Longo processo de degradação
Ao tratar do retorno ao trabalho, a professora da Universidade Federal da Bahia (UFBA), Mônica de Lima, apontou que os obstáculos para a vítima de doença e acidente ocupacional não estão exclusivamente na Previdência.
“Mais de 70% das pessoas em reabilitação no Brasil não consegue voltar em menos de 240 dias e isso incapacita permanentemente para o mercado, porque ela permanece por muito tempo fora. Nosso sistema cria a síndrome da incapacidade prolongada e temos que lidar com isso de uma forma técnica, inteligente e com integralidade de atenção que decidimos para esse sistema e não conseguimos operar”, pontuou.
Mônica lembrou que a demora não se resume ao tratamento, mas também à dificuldade em chegar à Previdência, depois em comprovar a dor ou as sequelas de um ambiente de trabalho degradante.
Esse cenário, ressalta, provoca a demora em procurar ajuda no sistema de saúde para uma incapacidade de trabalho que é construída durante ano e transforma um problema social em um drama individual. No centro desse cenário estão os peritos médicos, muito criticados pelos trabalhadores.
“No mundo inteiro vivemos um momento de restrição de benefícios, seja no acesso a eles, seja por meio de medidas como aumento do tempo para a aposentadoria. O médico perito, por sua vez, é treinado e ideologicamente convencido a negar o benefício para ‘salvar’ a Previdência.
E treinado para dizer que doença é questão física, deve ser medida e faz com que o trabalhador passe a vida tentando provar dor. Quando isso não ocorre, ouve que é psicológica e o que é psicológico é problema individual”, relatou.
Outro modelo de desenvolvimento
Como Mônica e Negri, o professor da Universidade Federal do Mato Grosso (UFMT), Wanderlei Pignati, em discussão obre o desenvolvimento econômico e seus reflexos na saúde do trabalhador, afirmou que as normas de saúde do trabalhador e da trabalhadora devem estar voltada à visão de saúde coletiva e não de medicina.
“O que vemos é o Estado atender o sequelado sem discutir o modo de produção.

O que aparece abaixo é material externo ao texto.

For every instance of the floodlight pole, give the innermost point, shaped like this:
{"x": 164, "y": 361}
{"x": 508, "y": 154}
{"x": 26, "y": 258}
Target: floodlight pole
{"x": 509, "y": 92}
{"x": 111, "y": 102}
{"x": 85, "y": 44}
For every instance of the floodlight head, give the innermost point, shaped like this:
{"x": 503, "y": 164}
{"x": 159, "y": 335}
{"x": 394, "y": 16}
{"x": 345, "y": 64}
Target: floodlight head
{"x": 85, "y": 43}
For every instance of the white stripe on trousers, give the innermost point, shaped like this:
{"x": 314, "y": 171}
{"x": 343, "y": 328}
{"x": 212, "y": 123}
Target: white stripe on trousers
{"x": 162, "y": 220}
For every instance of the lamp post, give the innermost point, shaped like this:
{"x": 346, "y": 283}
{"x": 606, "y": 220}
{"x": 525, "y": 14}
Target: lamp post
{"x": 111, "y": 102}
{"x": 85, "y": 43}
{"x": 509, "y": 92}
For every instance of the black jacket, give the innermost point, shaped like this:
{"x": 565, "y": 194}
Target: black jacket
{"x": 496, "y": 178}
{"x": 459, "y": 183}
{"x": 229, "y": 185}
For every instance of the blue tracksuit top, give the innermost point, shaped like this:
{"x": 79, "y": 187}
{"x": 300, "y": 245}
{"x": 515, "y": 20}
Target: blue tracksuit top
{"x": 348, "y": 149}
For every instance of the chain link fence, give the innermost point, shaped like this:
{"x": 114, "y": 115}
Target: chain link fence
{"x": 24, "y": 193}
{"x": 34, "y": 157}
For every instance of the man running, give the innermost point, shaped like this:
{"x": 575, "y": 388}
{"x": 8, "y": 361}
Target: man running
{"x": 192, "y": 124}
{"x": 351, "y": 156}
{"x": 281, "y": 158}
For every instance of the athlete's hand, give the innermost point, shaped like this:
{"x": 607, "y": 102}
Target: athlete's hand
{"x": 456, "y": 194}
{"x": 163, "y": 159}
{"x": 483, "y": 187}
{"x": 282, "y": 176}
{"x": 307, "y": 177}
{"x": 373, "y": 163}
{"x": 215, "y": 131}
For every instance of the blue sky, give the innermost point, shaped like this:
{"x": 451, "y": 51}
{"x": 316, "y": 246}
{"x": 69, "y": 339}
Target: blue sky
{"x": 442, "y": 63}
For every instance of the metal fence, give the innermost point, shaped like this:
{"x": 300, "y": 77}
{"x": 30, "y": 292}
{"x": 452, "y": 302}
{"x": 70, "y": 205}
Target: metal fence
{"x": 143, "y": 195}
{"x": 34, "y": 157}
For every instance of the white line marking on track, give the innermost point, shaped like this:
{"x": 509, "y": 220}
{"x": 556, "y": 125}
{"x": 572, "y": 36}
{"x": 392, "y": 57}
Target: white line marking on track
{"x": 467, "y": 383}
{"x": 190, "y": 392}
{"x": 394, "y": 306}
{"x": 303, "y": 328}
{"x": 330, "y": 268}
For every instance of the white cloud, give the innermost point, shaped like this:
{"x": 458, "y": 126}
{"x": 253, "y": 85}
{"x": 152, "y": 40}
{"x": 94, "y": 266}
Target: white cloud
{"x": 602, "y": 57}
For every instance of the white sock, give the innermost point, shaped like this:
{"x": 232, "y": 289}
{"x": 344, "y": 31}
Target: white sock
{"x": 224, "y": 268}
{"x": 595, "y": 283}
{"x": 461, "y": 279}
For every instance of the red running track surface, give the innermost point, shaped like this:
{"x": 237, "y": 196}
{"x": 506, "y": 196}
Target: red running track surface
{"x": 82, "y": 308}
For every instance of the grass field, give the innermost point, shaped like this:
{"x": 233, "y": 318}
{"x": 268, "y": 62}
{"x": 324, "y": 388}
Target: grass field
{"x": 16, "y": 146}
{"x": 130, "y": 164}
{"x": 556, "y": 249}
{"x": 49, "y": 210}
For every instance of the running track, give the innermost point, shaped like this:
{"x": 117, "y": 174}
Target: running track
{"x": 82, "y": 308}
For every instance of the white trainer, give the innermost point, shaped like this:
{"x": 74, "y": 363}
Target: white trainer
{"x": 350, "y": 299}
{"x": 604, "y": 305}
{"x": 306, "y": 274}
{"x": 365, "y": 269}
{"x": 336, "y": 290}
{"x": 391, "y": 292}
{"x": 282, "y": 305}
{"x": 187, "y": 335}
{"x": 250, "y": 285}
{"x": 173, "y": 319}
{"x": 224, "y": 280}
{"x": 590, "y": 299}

Isso não é vigilância da saúde é vigilância da doença. Não é para discutir epidemiologia. Se continuarmos discutindo a saúde somente dentro do próprio segmento, vamos continuar com o mesmo status que temos agora”, criticou.
Para tratar do modelo de produção, ele focou o agronegócio, que representa um terço do PIB (Produto Interno Bruto) brasileiro, recebe cada vez mais créditos em comparação à agricultura familiar e à agroecologia, mas investe na monocultura, especialmente da soja e da cana, inclusive na beira de córregos, e traz como resultado a escassez de água, como ocorre em São Paulo.
Pignati lembrou que no Mato Grosso há 3 milhões de habitantes e 30 milhões de cabeça de gado. Como consequência, afirmou, a preocupação com a vigilância da vacinação do boi e da qualidade da soja e do algodão é superior à vacinação infantil e à fiscalização das condições de trabalho de carvoeiros, ressaltou.
“O desenvolvimento sustentável envolve desenvolvimento econômico, social, equidade social proteção ambiental, democracia e governança participativa. Para isso, precisamos de um desenvolvimento que observe e intervenha nas relações de produção, social, técnica operacional, de saúde e meio ambiente”, disse.
A 4ª Conferência Nacional de Saúde do Trabalhador e da Trabalhadora segue até esta quinta-feira (18), quando apresentará o texto final do encontro.